Careful tracking of both employee performance and overall cleanliness levels in health-care patient areas can help environmental services managers troubleshoot problem areas. But the management inspection and assessment process is a work-intensive, time-consuming task, accompanied by reams of paperwork and extensive data-entry work. Also, important details can get lost in the translation from printed data to a computer database.

Managers looking to streamline their performance-tracking process may want to consider handheld, Web-enabled multimedia microprocessor systems, similar to the increasingly popular personal digital assistants or personal data assistant technology.

One such system, the Walsh Quality Support System (QSS), features a handheld PC designed for health-care room audits. The system allows managers to customize a checklist for their facility, giving each item in a room a cleanliness rating of 1 to 5. Items can be weighted based on importance — managers might rate items that patients touch as more important than those on the backside bed headboards, for example.

Instead of hand-writing an inspection form and then rewriting or copying it for staff review, the PC uploads typed information into the facility’s database. The upload lowers the risk of data transcription error or lost paperwork. Also, having the information in a database makes it easier for managers to note cleaning trends and discrepancies because information can be supplemented with graphs and reports.
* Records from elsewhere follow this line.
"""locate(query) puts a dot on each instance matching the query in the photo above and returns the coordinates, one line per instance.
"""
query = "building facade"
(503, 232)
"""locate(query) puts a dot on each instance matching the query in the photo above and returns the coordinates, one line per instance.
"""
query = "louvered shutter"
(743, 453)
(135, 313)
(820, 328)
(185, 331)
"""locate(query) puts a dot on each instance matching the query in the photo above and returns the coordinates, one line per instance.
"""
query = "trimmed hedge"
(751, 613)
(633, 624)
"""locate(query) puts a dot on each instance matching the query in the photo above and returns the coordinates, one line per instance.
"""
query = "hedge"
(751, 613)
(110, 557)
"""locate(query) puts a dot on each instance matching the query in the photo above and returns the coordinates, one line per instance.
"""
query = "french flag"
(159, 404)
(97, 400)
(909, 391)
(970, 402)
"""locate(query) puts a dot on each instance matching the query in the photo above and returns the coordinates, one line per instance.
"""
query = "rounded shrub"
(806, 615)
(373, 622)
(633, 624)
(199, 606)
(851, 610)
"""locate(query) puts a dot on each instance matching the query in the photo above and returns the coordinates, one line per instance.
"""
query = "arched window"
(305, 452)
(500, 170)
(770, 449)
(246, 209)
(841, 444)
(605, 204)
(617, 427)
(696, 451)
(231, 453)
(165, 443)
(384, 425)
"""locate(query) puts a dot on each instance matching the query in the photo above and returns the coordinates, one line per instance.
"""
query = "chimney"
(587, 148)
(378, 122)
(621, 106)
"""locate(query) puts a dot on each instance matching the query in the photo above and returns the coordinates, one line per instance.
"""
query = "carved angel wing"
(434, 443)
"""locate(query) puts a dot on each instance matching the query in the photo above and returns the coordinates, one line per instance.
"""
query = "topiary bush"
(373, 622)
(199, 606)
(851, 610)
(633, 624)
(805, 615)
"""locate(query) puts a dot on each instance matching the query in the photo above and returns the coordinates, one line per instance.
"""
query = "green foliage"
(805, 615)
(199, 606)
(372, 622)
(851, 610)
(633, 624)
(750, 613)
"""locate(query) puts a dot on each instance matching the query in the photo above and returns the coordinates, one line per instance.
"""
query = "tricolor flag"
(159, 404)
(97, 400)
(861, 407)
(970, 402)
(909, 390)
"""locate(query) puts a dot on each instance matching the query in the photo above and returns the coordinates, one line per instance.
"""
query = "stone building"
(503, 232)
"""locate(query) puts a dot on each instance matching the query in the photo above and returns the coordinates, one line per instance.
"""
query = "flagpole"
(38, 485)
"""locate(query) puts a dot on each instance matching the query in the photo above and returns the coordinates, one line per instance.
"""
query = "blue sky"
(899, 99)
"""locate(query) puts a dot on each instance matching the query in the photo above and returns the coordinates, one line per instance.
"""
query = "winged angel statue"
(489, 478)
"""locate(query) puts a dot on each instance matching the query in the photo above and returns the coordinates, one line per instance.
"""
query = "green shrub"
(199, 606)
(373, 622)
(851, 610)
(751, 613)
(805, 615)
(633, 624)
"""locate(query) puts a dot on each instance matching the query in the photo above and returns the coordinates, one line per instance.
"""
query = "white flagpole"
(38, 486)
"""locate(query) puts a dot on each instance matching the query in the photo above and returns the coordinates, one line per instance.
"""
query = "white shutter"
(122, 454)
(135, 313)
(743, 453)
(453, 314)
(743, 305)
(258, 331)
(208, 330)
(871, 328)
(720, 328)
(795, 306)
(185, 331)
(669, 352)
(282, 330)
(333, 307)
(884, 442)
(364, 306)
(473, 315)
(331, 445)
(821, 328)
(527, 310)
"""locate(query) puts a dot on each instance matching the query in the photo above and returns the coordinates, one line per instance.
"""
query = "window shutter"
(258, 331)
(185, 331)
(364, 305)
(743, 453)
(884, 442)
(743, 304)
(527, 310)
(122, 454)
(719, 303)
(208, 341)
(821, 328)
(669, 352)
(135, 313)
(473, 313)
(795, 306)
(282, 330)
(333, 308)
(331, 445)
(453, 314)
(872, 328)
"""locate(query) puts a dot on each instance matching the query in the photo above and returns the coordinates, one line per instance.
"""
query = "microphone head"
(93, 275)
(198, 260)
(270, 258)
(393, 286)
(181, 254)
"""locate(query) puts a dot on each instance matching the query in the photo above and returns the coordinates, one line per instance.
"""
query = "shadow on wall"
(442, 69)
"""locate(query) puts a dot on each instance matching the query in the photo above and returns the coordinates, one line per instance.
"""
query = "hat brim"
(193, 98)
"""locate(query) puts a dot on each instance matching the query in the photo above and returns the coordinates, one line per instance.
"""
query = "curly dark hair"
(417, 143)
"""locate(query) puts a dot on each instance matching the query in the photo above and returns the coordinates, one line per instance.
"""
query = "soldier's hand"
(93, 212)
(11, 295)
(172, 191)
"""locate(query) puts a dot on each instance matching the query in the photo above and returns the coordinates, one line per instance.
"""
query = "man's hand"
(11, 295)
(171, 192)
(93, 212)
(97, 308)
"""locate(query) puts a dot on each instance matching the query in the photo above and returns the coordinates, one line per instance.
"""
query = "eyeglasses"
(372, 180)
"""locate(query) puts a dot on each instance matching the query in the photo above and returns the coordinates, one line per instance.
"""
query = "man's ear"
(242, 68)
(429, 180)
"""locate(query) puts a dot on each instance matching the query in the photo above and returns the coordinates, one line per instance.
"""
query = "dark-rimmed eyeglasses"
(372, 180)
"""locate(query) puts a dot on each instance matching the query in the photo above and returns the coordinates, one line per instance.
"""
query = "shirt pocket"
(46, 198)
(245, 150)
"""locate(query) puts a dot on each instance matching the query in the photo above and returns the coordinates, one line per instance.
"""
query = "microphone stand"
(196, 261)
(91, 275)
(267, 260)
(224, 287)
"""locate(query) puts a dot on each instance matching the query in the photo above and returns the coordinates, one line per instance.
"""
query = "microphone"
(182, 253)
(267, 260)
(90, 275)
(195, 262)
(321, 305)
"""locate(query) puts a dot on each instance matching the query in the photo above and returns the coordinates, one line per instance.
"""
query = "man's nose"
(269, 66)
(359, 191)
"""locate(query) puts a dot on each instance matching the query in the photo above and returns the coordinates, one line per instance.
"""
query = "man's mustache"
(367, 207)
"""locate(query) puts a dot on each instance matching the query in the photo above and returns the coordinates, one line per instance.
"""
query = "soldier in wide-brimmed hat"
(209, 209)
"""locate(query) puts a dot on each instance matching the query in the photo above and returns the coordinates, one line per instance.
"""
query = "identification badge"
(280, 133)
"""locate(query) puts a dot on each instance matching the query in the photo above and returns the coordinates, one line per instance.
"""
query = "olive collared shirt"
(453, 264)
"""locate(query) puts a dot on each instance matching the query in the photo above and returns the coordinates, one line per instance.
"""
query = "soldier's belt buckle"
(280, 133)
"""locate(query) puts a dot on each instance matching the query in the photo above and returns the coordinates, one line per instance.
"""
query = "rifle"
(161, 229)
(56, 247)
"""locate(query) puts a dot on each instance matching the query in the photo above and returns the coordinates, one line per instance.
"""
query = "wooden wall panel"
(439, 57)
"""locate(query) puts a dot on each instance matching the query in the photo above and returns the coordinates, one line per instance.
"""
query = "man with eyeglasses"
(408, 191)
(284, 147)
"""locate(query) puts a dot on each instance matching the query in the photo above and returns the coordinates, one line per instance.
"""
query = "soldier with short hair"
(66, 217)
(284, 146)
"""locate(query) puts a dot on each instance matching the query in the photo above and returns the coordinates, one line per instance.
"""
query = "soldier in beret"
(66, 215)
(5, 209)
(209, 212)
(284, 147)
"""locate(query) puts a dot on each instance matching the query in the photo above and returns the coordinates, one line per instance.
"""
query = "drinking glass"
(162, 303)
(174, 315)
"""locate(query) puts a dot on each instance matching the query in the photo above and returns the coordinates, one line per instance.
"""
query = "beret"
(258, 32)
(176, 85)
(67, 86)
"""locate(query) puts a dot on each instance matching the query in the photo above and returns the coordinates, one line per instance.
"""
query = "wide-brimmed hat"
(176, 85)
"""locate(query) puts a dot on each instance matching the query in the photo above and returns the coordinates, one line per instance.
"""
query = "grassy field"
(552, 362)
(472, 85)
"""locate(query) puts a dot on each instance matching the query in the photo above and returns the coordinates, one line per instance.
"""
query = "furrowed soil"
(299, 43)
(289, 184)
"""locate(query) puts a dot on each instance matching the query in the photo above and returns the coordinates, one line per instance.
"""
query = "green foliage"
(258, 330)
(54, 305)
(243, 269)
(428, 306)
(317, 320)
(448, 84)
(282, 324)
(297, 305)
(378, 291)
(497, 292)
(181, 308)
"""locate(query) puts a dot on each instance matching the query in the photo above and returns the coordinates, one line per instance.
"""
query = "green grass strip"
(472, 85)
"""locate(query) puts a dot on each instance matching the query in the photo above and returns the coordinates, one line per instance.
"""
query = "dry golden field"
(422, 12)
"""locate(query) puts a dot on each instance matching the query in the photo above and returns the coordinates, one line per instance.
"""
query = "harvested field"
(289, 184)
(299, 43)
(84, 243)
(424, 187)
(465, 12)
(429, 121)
Kathy O’Dell, chief, environmental management service for Amarillo (Texas) VA Health Care System, switched to QSS because it allowed for more thorough tracking of conditions and cleaning performance.

“With our old method, you would notice things that needed correcting, but you didn’t track ones that are clean or overlooked,” she says. “[QSS] gives a consistent look every time in every room.”

Rating conditions and performance
In addition to rating rooms, the system also can be used to rate employee performance. Managers can note which employees may need additional training by tracking the quality of the rooms they clean. If a problem comes up, a supervisor can address the situation. Managers also can graph employee progress over time.

Bob Hibbert, director of environmental services for Illini Hospital in Silvis, Ill., has used QSS for more than a year to track and rate 40 employees based on their cleaning performance.

In the past, he based his employee ratings on intuition and the “pencil and paper” method, but began to find the process tedious and too subjective. Now, with QSS, he can guarantee objectivity with the rating system and zero-in on individual performances and specific discrepancies.

“People are looking for feedback on performance,” he says. “This is a good, hard-nails way to provide them with that information.”